The fact that Cook chose to take a close look at the use of its cash is in itself significant, said Ron Adner, a professor at Dartmouth College’s Tuck School of Business. “It’s a very big shift because it tells you that management is allocating its attention in new ways,” said Adner. “It certainly tells you they’re no longer purely focused on growth.”
Making decisions to please a broader class of investor — or any investor — has its dangers. If it causes Apple to become more cautious, it could put the company on a slippery slope towards becoming a more conventional company.
Some Apple watchers think the process has already begun. “This is not Steve Jobs’s Apple anymore,” said Trip Chowdhry, an analyst with Global Equities Research. “Apple is becoming just like any other company.
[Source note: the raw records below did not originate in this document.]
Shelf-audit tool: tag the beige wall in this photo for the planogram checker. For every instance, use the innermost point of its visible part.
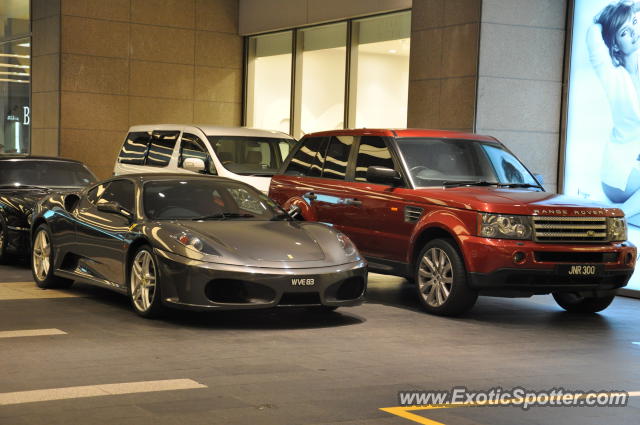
(520, 82)
(443, 70)
(127, 62)
(258, 16)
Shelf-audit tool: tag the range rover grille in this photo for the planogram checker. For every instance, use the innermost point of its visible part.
(412, 214)
(570, 229)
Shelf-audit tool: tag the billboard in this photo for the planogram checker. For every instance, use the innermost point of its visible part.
(602, 147)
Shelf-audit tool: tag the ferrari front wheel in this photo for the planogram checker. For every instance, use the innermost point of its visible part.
(144, 288)
(42, 265)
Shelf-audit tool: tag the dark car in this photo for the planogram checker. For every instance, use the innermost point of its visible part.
(459, 215)
(194, 242)
(23, 181)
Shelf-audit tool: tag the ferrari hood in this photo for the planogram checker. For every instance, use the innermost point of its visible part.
(260, 240)
(515, 201)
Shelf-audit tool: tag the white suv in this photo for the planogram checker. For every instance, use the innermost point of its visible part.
(245, 154)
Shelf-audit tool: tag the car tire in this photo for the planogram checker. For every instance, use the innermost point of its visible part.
(442, 279)
(3, 239)
(144, 284)
(575, 303)
(42, 265)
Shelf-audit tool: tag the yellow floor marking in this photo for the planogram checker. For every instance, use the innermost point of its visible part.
(31, 332)
(405, 411)
(52, 394)
(29, 291)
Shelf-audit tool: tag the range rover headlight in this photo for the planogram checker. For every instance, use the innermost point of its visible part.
(505, 226)
(617, 229)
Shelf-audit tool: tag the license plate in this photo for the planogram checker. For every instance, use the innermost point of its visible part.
(580, 270)
(303, 281)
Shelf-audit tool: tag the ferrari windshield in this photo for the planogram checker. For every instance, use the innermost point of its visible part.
(44, 173)
(258, 156)
(207, 199)
(437, 162)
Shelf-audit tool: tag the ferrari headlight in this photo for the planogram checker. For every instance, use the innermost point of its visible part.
(617, 229)
(345, 243)
(505, 226)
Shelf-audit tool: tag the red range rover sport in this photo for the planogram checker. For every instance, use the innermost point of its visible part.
(458, 214)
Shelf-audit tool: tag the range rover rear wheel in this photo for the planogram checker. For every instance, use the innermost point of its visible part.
(576, 303)
(442, 280)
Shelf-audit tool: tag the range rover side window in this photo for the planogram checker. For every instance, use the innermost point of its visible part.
(161, 148)
(134, 149)
(372, 151)
(306, 161)
(337, 157)
(120, 191)
(192, 147)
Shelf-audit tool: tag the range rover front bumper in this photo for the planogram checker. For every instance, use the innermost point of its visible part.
(523, 268)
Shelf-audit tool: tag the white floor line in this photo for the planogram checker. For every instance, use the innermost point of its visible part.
(31, 332)
(52, 394)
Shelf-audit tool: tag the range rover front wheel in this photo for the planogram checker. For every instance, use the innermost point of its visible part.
(442, 279)
(576, 303)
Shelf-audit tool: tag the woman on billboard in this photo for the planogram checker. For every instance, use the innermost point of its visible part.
(614, 42)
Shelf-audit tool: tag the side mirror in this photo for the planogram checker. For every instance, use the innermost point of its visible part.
(115, 208)
(383, 175)
(540, 178)
(294, 211)
(196, 165)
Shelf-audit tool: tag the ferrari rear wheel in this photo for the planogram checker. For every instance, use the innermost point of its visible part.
(144, 289)
(42, 261)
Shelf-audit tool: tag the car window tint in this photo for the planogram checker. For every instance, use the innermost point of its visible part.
(372, 151)
(306, 157)
(135, 148)
(161, 148)
(337, 157)
(192, 147)
(120, 191)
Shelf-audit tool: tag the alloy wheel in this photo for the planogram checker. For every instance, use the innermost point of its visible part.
(41, 255)
(435, 277)
(143, 280)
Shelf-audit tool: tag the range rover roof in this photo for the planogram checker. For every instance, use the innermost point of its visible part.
(211, 130)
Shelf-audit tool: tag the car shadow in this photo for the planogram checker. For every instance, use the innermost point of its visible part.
(258, 319)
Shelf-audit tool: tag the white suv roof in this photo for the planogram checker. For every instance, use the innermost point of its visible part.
(211, 130)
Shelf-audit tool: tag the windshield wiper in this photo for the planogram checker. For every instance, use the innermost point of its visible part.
(22, 186)
(469, 183)
(222, 216)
I think the dividend and buyback are part of a strategy to maintain the stock price, in the event that its products in the future are not as successful as they have been in the past.”
Few CEOs have had as many levers at their disposal to boost short-term revenue and earnings growth. Cook could expand Apple’s tiny portfolio of just 12 products, providing incremental growth even if it erodes the company’s fierce focus over time. He could more aggressively target lower price-points — say, with an unsubsidized iPhone designed for the budget-conscious consumers who buy 80 percent of cell phones at full price rather than lock into service contracts.
He could also more aggressively expand distribution, by not driving such a hard bargain with foreign carriers such as China Mobile. And with not too much effort, he could crank up efforts to sell to vertical markets such as health care, government and particularly corporate — something Jobs always resisted so as to focus only on consumer products with the widest appeal. Indeed, on the analyst call to discuss the dividend, Cook said the company was already investing in a direct sales force.
Like the dividend, each of these moves would make sense when considered on its own. What company would refuse to tap billion-dollar opportunities like these? What shareholder wouldn’t want it to?
Cook insists Apple will never lose its focus. Indeed, he spent the first few minutes of today’s call with analysts talking not about why the dividend is good, but on why the dividend should not be taken as a sign that Apple is changing its ways.
In the end, it all comes down to whether his Apple can continue to come up with breakthrough new products, as did Jobs’s Apple.
“The cash had become an embarrassment in my opinion, and what Apple is doing is appropriate,” said Needham & Co. analyst Charlie Wolf. “The only real risk is that with Jobs dead, the ‘one more thing’ that was always there in the past may not come.”